I stare down at the spidery script that covers the parchment pages of his book, but I can’t read them. Not because I’m illiterate, not at all. But because tears swim in my eyes suddenly, one fat one landing on the page and spreading out the ink as it splashes.

He turns me to face him while I weep, though I’m shaking my head as he hugs me.

“What did I say?” He’s as confused as I am.

“Nothing,” I tell him, voice trembling. What is wrong with me? “It’s been a long night.”

“A long stretch of days,” he says, stroking my hair, then rubbing my back.

I sigh deeply and push away, wiping my face with the palms of both hands. “I haven’t cried since I was a child.” Tears were not allowed in Jhanette’s court.

“I’m sorry to hear that,” Atlas says. “There’s something very satisfying about a good cry.”

I laugh and hug him around the neck, and this time his embrace in return is instant. “Silly,” I whisper.

“I thought I was an idiot,” he protests softly. “Why the downgrade?”

I snort, and he chuckles.
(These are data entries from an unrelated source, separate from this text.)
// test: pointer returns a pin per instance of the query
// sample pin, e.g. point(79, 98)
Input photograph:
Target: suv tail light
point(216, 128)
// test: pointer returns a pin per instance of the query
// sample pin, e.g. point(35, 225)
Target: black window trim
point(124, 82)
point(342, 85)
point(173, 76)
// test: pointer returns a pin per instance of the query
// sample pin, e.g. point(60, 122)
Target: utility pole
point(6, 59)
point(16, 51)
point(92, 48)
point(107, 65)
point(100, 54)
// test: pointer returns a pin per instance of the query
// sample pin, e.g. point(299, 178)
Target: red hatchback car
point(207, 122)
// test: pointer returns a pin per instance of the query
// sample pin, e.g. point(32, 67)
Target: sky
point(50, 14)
It’s the most natural thing in the world to kiss him.

This time, he kisses me back without hesitation.

I’m led to be gentle, soft. There’s no need left, not like the craving for Zenthris. This kiss is just as heated, though, if in a different way, and before I understand the shift, Atlas lifts me into his lap.

We kiss for a long time, languid and exploratory. He tastes delicious. I sigh into his lungs, and he breathes the air I give him, hands as slow as his mouth.
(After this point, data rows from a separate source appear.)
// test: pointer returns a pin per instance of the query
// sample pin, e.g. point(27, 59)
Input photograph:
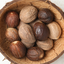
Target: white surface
point(59, 3)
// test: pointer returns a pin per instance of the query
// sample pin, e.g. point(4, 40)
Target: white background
point(59, 3)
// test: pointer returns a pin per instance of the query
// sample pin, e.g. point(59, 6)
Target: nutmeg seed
point(26, 33)
point(12, 19)
point(28, 45)
point(18, 49)
point(45, 15)
point(41, 31)
point(55, 30)
point(45, 45)
point(12, 34)
point(35, 53)
point(28, 14)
When his lips travel to my neck, I close my eyes and melt, humming with pleasure that has no hurry to it, no desperation. This divinity carries me on a slow wave that I ride happily.

It’s Atlas who parts my legs and has me straddle him where he sits. And Atlas, who bends me back over his desk, guiding himself inside me after his exploring fingers find me wet and ready for him.

It’s his blue eyes above me, holding my gaze, lips parted, whispering my name that I wonder over as he again triggers that deep, aching longing.

But his pace builds us both at the same rate and when I inhale, his fingers stroking softly over my clit at his moment of orgasm, I’m breathing his name, too.